For an hour, we ran from room to room reaching hi and low pointing out letters. My son was so excited to play this game. He asked me if we can play it every day. Of course, I said a big yes with a huge smile on my face. He also said, "Mom, will you tell me when you see letters, and I'll tell you when I see letters." For $1.50, I would consider the activity a huge success.
Of course the newness of the witches fingers might wear off, or he may use them to play or act scary. As far as I'm concerned, I created a new awareness about print and letter recognition in a way that was VERY exciting and fun. I can't wait to see how our letter searches progress from here.

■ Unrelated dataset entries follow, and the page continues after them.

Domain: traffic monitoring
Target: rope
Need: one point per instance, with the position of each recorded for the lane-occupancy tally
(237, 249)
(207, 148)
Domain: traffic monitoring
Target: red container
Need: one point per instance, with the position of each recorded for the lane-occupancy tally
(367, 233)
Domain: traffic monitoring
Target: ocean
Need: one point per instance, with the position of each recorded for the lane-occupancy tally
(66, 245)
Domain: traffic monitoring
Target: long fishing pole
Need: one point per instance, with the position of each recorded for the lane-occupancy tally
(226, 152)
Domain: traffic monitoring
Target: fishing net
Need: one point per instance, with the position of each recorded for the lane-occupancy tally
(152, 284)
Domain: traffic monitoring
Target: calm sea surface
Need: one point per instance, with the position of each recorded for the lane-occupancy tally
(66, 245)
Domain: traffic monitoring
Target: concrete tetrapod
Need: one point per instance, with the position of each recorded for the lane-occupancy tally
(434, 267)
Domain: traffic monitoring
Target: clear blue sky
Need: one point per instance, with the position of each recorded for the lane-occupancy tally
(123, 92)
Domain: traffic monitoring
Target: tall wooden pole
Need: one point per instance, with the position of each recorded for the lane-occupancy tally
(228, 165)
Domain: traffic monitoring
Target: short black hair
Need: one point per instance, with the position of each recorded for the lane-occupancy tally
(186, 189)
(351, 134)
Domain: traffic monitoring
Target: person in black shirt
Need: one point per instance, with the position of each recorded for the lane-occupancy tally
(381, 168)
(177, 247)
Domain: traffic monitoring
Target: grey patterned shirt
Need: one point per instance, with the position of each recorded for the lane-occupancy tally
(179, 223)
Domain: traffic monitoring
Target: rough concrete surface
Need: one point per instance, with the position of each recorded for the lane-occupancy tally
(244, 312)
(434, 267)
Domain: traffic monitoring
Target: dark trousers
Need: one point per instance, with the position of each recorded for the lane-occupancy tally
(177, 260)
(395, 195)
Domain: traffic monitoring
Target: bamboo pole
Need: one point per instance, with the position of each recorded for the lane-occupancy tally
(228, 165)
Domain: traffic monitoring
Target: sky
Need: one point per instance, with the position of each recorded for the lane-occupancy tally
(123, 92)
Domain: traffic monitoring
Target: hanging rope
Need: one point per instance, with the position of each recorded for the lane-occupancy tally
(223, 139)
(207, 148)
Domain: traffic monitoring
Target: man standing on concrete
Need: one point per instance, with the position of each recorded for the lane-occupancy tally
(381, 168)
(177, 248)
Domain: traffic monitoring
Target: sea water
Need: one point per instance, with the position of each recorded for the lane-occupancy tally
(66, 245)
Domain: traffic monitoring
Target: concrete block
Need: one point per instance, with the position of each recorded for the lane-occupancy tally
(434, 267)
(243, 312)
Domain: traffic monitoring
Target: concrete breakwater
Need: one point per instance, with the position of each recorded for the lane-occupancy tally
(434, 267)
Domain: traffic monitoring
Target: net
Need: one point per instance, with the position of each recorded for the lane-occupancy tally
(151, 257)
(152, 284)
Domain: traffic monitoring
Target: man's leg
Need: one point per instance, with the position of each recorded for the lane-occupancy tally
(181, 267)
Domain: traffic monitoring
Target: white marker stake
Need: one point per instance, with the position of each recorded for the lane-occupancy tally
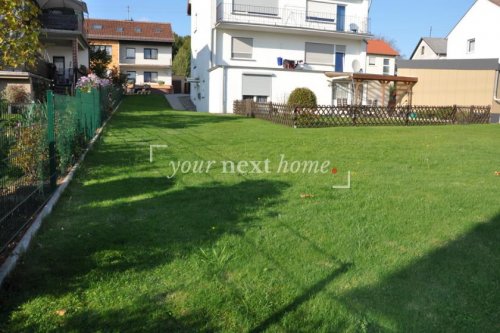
(151, 151)
(346, 187)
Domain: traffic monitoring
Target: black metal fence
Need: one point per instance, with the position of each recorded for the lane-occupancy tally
(38, 144)
(333, 116)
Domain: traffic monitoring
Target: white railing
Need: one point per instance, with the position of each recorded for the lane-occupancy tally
(291, 17)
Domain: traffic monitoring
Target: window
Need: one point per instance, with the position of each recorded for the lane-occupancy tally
(130, 53)
(471, 45)
(150, 53)
(261, 7)
(321, 11)
(150, 77)
(131, 75)
(257, 99)
(256, 87)
(107, 48)
(387, 66)
(339, 58)
(319, 54)
(242, 48)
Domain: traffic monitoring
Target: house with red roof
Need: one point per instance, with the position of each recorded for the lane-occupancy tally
(142, 50)
(380, 58)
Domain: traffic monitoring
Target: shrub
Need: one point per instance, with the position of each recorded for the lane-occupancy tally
(16, 94)
(303, 97)
(86, 83)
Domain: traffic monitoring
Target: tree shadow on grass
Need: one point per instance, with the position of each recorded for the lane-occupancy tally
(130, 225)
(171, 120)
(455, 288)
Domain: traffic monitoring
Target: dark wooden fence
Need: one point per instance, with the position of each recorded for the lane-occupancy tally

If your child is beyond learning his/her letters and sounds, you can use the witches fingers as a tracker. When kids are learning to read, we often ask them to use their finger to track where they are on the page. They often lose their place, get distracted, or get overwhelmed by the amount of words on the page. The goal is to remove the finger while reading, but it's a great tool to use when you're in that phase where it is helpful.
If you think that your child might enjoy witches fingers, then head on over to Party City or another store with Halloween items. The concept could apply to any skill. You could hunt for shapes and colors, use it for counting, etc. My goal was to make the activity fun, and it was a success.